# What do indoor cats do when they get outside?



## kana (Apr 23, 2004)

Hi,

My biggest fear is to lose my cat out the back door! 8O I'm hoping my cat will just freeze because it is something new to him, but he might run and that would scare me to death.
I have treats and toys near the door just incase I have to react FAST!!!! 

Do they tend to head for a tree? Run from you or just walk around and sniff like a dog. :lol: 

Do they know where the door is? Are cats smart enough to find their way back if they get lost or do they just lose their sense of direction?


----------



## lolakitty23 (Aug 17, 2004)

Most of the time Skeeter, our little escape artist, will just stop near the front door on the lawn and sniff around. He likes all of the smells. But, there have been a couple of times when the little monster just takes off running. He never goes far, just to the front part of the lawn, but it always scares the heck out of me!!! He always ends up laying down and rolling around on the ground, so it's easy to catch him. The little buggar. It's hard, because we live in such a small cottage, that if he comes running from the bedroom I don't know he's coming until I feel him slide past me under my feet!

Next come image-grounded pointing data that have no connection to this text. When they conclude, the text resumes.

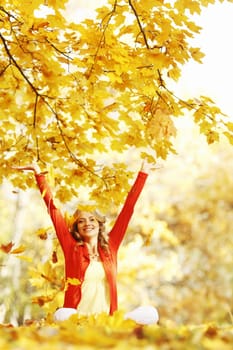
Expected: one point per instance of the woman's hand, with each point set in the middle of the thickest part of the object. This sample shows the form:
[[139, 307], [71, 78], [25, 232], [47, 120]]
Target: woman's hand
[[32, 167], [147, 167]]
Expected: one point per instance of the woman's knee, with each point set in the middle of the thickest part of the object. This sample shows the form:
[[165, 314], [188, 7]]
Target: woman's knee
[[143, 315], [64, 313]]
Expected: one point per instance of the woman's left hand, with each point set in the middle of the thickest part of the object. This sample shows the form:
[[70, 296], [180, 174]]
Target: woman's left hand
[[147, 167]]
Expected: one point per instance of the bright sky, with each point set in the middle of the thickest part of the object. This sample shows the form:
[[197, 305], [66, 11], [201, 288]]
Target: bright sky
[[215, 76]]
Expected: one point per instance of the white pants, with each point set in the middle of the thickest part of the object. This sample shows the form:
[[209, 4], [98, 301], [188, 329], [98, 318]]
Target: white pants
[[143, 315]]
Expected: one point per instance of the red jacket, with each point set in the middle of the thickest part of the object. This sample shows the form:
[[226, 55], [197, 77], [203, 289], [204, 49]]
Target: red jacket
[[76, 255]]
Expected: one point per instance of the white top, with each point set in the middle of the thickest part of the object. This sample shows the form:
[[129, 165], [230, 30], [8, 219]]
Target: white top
[[95, 294]]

It's good that you keep those treats handy just in case. Also, even though they are indoor boys, both of my kittens ALWAYS wear their collars and ID tags...I'd rather be prepaired. If cats get too far from home, they usually can find their way back. But you always hear about those cases where the cats show up 5 years later... 8O.


----------



## icklemiss21 (Aug 29, 2004)

mine have got out a few times when we lived at our old place (screen door wasn't as good as we thought) and they got about 5ft from the door and froze!
I brought them back in as I seen them go out so no idea what they would do if I left them out there.
I occasionally had them out in the garden on a leash and harness and they wondered around about 10ft around me and sniffed but kept coming back to me.


----------



## UmmYeahOk (Jun 17, 2004)

kana said:


> Are cats smart enough to find their way back if they get lost or do they just lose their sense of direction?


Depends on how old and senile they are. Youre afraid of them running out, I was afraid of them running in! I had this cat who, once outside, would walk several streets over and harass this one homeowner. When the homeowner opened the door, he would always run inside, run up the stairs, and then run into one specific room. This room... ...used to be mine. Yep, several years and two houses previous, he lived there... ...and for some reason, started believing he again lived there.

I have another cat who once was outdoors, but we were forced to make him indoors. Once he jumped off the balcony, and headed towards a busy highway! (reason for being indoors) I had to run out to the iron fence, somehow squeezing between the bars and chase him! It was hard finding him because it was 1am, I didnt have my contacts, and there was tall grass. I caught him 5 ft from the street. Since then hes tried to run out. My fiance just happened to have a bowl of water with him, so he dumped the entire bowl on him, soaking him! He turned around, and slowly walked inside.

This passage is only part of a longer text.